Sens " qui est vénéré" d'où "maître", notamment spirituel dans l'Inde classique. Ce terme ne semble pas avoir un sens différent du précédent dans les Upanishad-s, mais sa fréquence est moindre. Nous n'avons relevé que quatre occurrences. En Ch 8.15, il est employé comme variante et synonyme d'âcârya. En Mun 1.2.12 le sens est celui d'un maître à la fois versé dans le Veda et celui d'un maître à la fois versé dans le Veda et voué au Brahman. Il est, en outre, utilisé en Mai 6.28 et Shv 6.23 sans nuance spéciale.
3. Bhagavant
Nous avons relevé deux passages (Ch 6.1.7, 7.1.3) où bhagavant n'est pas employé comme interpellation ou comme terme de politesse ("Révérend !", "Seigneur !"), mais de façon substantivale pour désigner des personnes ayant une activité magistrale, une fois même en composé bhagavaddrçebhyah (Ch 7.1.3).
4. Qualificatifs occasionnels
* âtmavid: le sens est "connaisseur de l'âtman", qualifie, en Mai 1.2, le maître en tant qu'il enseigne l'équivalence âtman-brahman.
* vidvant: "qui sait" (Shv 6.21). C'est le titre de Svetâshvatara..
Remarques sur le terme rshi
le terme rshi désigne ordinairement le sage védique. Les Rshi-s nous sont présentés dans les Upanishads comme les intermédiaires dans la transmission entre les dieux et les maîtres actuels, dans les généalogies en particulier (Mun 1.1.2, Câ, Bâ 2.6, 4.6) . Rien qu'à ce titre ils mériteraient qu'on les signale dans un chapitre sur le vocabulaire de l'enseignement.
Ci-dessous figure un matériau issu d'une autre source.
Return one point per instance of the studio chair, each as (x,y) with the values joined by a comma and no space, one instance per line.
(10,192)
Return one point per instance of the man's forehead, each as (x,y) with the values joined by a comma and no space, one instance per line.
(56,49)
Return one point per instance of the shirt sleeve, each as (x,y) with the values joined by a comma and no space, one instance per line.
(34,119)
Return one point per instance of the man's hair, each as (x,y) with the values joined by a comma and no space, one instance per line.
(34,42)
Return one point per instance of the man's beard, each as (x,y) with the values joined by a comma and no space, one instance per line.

De plus, dans les Upanishads, les rshi-s ont une activité doctorale en tout point semblable à celle des gurus ordinaires. Cette activité nous est présentée sous forme élaborée (Pippâlada en Prç) ou non (Dadhyañc Âtharvana en Bâ 2.5.16. Ils font partie du monde des maîtres: on s'approche d'un rishi comme un s'approche d'un âcârya (Mun 1.1.3). Ils ont aussi la même destinée de la dévalorisation de leur enseignement (Châg). Et, enfin, nous assistons à des réunions de rshi-s en tout point semblable à celles des mahâçrotiya-s (Praç 1.1, Ârsh, Shv 6.21 rshisamgha).
Bien, donc, que le fond sémantique soit entièrement différent, rshi apparaît souvent comme un terme bien proche d'âcârya ou de guru, avec cette différence cependant que rshi est un titre, et qu âcârya et guru ne le sont pas.
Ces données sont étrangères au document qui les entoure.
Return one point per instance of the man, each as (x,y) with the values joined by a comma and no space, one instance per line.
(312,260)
II. Le maître en tant que détenteur d'une doctrine
* Brahmavâdin
Le sens est "celui qui dit (vad) le Brahman", c'est l'exact équivalent du grec theo-logos.
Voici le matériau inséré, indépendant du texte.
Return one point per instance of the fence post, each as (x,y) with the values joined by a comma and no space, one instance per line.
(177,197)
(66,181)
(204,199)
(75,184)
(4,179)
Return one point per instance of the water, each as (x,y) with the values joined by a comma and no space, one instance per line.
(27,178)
Le terme se trouve en Ch 2.24.1, Shv 1.1, Mai 6.7. Il est utilisé en incise ou comme introduction à une citation d'opinions de la part de tenants d'une doctrine, avec le sens de "spécialiste en doctrine ou liturgie religieuse", avec une pointe polémique en Mai 6.7. La pointe est souvent celle d'un garant d'une citation d'opinion. Le féminin est attesté en Bâ 4.5.1 pour Maitreyî.